Paleo Meatloaf With Bacon
- 4 slices bacon (uncooked and cut into small pieces)
- 1/2 medium onion (diced); 2 large eggs
- 1 tsp garlic powder
- 1 tsp salt
- 1/4 tsp ground black pepper
- 3 cloves of garlic (grated or minced)
- 1 pound ground beef
- 3 ounces beef bacon (or pork bacon if you can’t find beef) (cooked and cut into small pieces);
- 1/2 cup almond meal
- 1 tsp dried parsley flakes
1. Preheat the oven to 350 degrees F and line a baking sheet with foil.
2. Cook the bacon over medium heat in a large skillet until it starts to brown but not be too crispy. Remove from heat and let cool for at least 5 minutes before cutting into small pieces and setting aside.

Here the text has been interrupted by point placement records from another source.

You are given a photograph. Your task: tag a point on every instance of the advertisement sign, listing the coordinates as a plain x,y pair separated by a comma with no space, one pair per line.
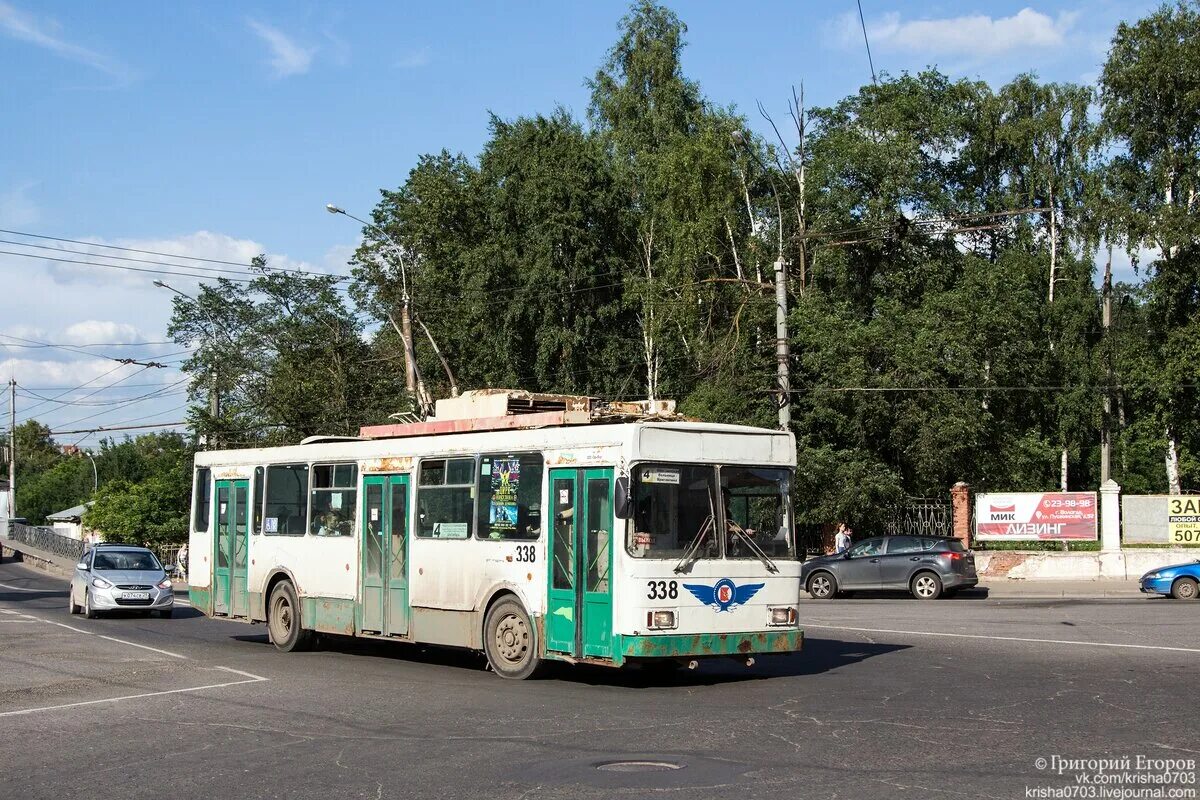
1036,516
1183,519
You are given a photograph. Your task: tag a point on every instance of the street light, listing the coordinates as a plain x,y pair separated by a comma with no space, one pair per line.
215,392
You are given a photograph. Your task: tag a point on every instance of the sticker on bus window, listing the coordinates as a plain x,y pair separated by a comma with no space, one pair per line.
660,475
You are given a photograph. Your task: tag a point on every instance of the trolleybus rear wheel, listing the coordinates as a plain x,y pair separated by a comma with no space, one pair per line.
510,641
283,619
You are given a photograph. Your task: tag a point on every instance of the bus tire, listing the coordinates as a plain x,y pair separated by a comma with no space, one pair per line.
283,623
510,641
822,585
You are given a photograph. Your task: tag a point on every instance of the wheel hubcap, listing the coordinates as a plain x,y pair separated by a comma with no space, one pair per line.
513,638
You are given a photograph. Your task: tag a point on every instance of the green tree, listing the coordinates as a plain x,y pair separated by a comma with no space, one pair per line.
1150,90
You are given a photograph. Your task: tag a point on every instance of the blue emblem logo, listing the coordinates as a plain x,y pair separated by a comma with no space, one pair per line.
724,595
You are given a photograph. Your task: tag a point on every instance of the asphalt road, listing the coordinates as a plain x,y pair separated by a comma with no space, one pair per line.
891,698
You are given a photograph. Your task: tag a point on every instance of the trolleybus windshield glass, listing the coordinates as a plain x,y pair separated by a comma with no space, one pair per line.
675,507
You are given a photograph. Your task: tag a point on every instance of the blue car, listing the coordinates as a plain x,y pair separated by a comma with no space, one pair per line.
1179,581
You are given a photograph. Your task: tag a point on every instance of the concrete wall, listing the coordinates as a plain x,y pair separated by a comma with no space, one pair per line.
1144,518
1129,564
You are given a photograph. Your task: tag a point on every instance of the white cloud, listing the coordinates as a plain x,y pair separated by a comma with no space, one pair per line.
415,59
288,58
19,25
95,330
971,35
17,209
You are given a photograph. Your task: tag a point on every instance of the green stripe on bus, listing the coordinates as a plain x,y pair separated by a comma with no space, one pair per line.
711,644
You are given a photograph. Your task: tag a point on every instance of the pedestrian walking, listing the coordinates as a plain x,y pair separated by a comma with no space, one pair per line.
841,541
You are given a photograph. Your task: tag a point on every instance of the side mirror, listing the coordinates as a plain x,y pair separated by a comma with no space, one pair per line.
624,503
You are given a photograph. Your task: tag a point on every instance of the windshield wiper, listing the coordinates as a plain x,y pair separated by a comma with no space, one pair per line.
754,547
690,552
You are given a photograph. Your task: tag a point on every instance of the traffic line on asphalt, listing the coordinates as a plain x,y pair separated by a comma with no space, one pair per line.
5,585
1002,638
79,630
249,679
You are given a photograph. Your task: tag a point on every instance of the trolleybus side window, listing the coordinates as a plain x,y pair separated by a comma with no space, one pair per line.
445,498
287,500
203,498
509,495
675,507
334,499
256,511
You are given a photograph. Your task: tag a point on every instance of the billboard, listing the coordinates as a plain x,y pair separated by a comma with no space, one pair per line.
1183,519
1036,516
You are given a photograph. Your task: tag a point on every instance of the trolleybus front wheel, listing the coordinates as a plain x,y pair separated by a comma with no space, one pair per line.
283,619
510,641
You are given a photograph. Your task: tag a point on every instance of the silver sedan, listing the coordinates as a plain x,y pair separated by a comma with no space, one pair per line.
120,577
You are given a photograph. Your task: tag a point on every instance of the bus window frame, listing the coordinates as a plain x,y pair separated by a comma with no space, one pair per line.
418,488
310,528
207,497
267,494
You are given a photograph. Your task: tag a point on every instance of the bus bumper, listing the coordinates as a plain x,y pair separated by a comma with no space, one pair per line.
711,644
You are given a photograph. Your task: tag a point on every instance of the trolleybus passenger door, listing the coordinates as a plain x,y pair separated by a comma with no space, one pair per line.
579,609
385,554
231,559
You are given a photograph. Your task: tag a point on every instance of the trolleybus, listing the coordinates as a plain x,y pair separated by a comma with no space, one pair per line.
528,537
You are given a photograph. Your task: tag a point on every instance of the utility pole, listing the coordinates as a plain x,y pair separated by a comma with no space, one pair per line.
12,447
783,350
1107,417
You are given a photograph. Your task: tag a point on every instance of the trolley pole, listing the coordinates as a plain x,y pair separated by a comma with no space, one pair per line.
1107,416
12,449
783,350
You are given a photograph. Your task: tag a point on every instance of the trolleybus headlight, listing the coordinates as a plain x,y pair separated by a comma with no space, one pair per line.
783,615
660,620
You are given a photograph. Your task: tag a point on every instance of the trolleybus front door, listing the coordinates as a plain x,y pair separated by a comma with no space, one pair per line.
579,614
385,554
231,572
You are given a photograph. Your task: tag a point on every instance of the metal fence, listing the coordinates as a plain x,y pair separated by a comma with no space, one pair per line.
919,517
47,540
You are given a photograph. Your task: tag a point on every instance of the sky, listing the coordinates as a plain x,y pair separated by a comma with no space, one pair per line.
220,131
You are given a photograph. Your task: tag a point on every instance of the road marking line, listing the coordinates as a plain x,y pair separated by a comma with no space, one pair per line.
5,585
1003,638
251,679
79,630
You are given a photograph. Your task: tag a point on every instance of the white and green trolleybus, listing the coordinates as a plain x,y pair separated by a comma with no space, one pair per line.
565,535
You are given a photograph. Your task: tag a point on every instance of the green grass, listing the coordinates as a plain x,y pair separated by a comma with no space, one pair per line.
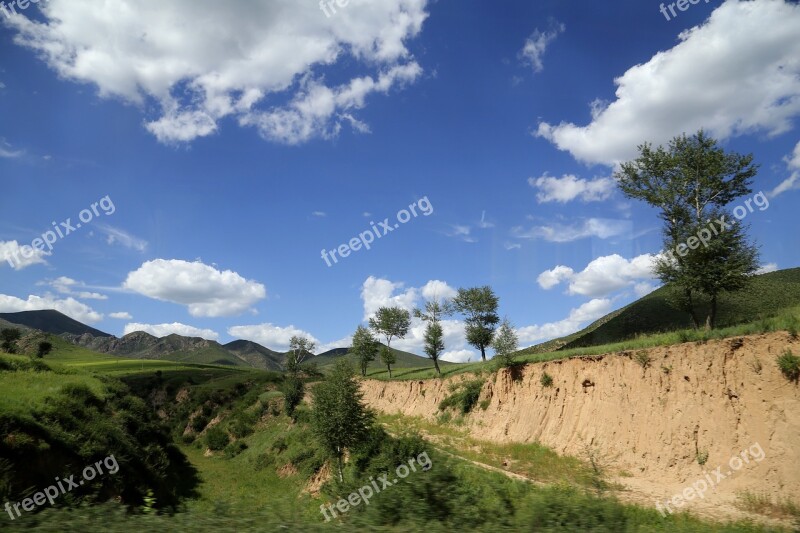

3. Add the onions and garlic to the pan with leftover bacon grease, sauteing until they start to become translucent, about 3-4 minutes.
4. In a large bowl combine your cooled bacon, cooked onion & garlic, raw ground beef, eggs, almond meal, garlic powder, salt & black pepper. Mix until everything is well combined (I like to use my hands).
If the mixture still seems a little wet add in some more almond meal (you can never have too much almond meal in meatloaf, right?).
5. With your hands, spread the meat evenly onto your lined baking sheet into whatever size and shape you want. You can make it any size but mine was about 1/2 inch thick and roughly 4 inches by 8 inches wide – cook time will vary depending on what shape you make it so keep an eye on it!
6. Once your loaf is shaped sprinkle evenly with grated or minced garlic then top with small pieces of cooked beef bacon (or pork if that’s what you have).
7. Bake for 30-40 minutes in the oven, checking at 30 minutes to see if it’s done in the middle (cooking times will vary depending on your loaf shape and thickness).
8. Let cool for 10 minutes before slicing and serving!